The reason for including E1, specifying imaging material, as a focus area is simply the many intricate discussions we have had on this topic. As for clinical studies, case inclusion criteria are vital. In addition, decisions as which sequences or immunohistochemistry staining to include are important questions to deliberate. Image resolution, reconstruction parameters, and diversity of scanner equipment are among the technical considerations. Standard ontologies (E2) are a prerequisite for reuse of annotated data, which is further discussed in [14]. In the ovary subproject, the successive refinement of the annotation protocol (E3) concerned outline precision, where the annotator first used an unnecessarily low error tolerance that did not benefit AI training but caused low productivity. The ovary annotation is also an example of benefit of investing in specialized tools (E4). A lesson learned is that time would have been better spent by first developing a highly automated stroma vs epithelium classifier, allowing the manual effort to focus on the epithelial sub-compartments. This type of approach harmonizes very well with P2, as an initial AI prototype for coarse annotation is likely to be a wise path for the more advanced AI development on the same data. Moreover, the benefit of tailor-made annotation tools with the interaction designed to utilize machine learning assistance was demonstrated by positive results from the parallel prototyping effort of the TissueWand tool [11].
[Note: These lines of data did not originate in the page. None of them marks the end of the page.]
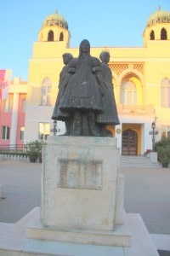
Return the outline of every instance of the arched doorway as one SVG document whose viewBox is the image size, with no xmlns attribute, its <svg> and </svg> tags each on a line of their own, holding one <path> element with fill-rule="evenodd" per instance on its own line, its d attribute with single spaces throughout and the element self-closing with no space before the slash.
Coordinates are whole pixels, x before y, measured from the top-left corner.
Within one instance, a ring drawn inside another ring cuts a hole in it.
<svg viewBox="0 0 170 256">
<path fill-rule="evenodd" d="M 138 134 L 136 131 L 128 129 L 122 131 L 122 154 L 138 154 Z"/>
</svg>

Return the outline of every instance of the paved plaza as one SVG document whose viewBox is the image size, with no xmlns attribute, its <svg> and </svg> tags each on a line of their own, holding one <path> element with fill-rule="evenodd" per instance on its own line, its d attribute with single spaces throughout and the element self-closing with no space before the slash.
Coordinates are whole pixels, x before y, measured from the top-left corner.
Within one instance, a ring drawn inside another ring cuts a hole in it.
<svg viewBox="0 0 170 256">
<path fill-rule="evenodd" d="M 42 168 L 40 163 L 0 161 L 0 222 L 16 223 L 40 207 Z M 170 168 L 122 167 L 120 172 L 125 177 L 126 212 L 140 213 L 149 233 L 169 239 Z"/>
</svg>

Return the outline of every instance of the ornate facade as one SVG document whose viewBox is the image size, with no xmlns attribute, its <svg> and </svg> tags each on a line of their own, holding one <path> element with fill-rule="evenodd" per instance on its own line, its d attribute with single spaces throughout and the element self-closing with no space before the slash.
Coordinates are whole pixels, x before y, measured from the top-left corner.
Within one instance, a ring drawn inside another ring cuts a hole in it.
<svg viewBox="0 0 170 256">
<path fill-rule="evenodd" d="M 51 133 L 62 55 L 78 55 L 79 49 L 71 48 L 70 40 L 65 18 L 48 15 L 29 61 L 24 142 L 46 139 Z M 102 50 L 110 52 L 121 121 L 111 132 L 122 154 L 139 155 L 152 148 L 153 121 L 159 131 L 156 140 L 170 136 L 170 12 L 159 9 L 149 17 L 143 42 L 142 47 L 91 48 L 96 57 Z M 58 122 L 57 129 L 57 134 L 64 133 L 64 124 Z"/>
</svg>

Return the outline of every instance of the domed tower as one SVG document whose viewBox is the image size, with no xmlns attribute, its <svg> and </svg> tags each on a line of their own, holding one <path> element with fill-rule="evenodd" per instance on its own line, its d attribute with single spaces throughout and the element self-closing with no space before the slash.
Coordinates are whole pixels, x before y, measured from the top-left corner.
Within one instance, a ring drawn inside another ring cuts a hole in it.
<svg viewBox="0 0 170 256">
<path fill-rule="evenodd" d="M 39 32 L 39 42 L 64 41 L 66 42 L 66 47 L 69 47 L 70 38 L 68 23 L 57 11 L 44 20 Z"/>
<path fill-rule="evenodd" d="M 159 7 L 158 10 L 149 17 L 143 38 L 144 46 L 149 40 L 170 40 L 170 12 L 162 10 Z"/>
</svg>

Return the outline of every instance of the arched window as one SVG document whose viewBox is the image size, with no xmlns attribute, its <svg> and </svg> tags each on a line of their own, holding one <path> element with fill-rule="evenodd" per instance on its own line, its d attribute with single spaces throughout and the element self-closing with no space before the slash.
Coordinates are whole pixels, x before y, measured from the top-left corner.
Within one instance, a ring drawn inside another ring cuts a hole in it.
<svg viewBox="0 0 170 256">
<path fill-rule="evenodd" d="M 170 108 L 170 79 L 164 78 L 161 83 L 162 107 Z"/>
<path fill-rule="evenodd" d="M 48 41 L 54 41 L 54 32 L 52 30 L 48 32 Z"/>
<path fill-rule="evenodd" d="M 150 40 L 155 40 L 155 33 L 154 33 L 154 31 L 152 30 L 152 32 L 150 32 Z"/>
<path fill-rule="evenodd" d="M 161 40 L 167 40 L 167 31 L 165 28 L 162 28 L 161 31 Z"/>
<path fill-rule="evenodd" d="M 46 77 L 42 83 L 41 105 L 42 106 L 51 105 L 51 81 L 48 77 Z"/>
<path fill-rule="evenodd" d="M 131 80 L 127 80 L 122 85 L 122 104 L 137 104 L 137 89 L 135 84 Z"/>
<path fill-rule="evenodd" d="M 63 41 L 63 39 L 64 39 L 63 32 L 60 32 L 60 41 Z"/>
</svg>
Our hope is that this annotated imaging database in its current form will become a valuable steppingstone for future medical AI research. Notably, the pathology datasets are already very mature and rich annotation wise. While the data collections are substantial contributions in relation to currently available data, it is also evident that expansion on a larger scale is a high priority. This is a community effort to which we strive to continue to contribute through our future work.

Conclusions

Several insights have been made regarding construction of annotated imaging data collections for machine learning. The main points for future similar efforts to consider are that extensive communication in the cross-disciplinary team is essential, an iterative and agile approach is beneficial, and investing in careful preparation is a success factor.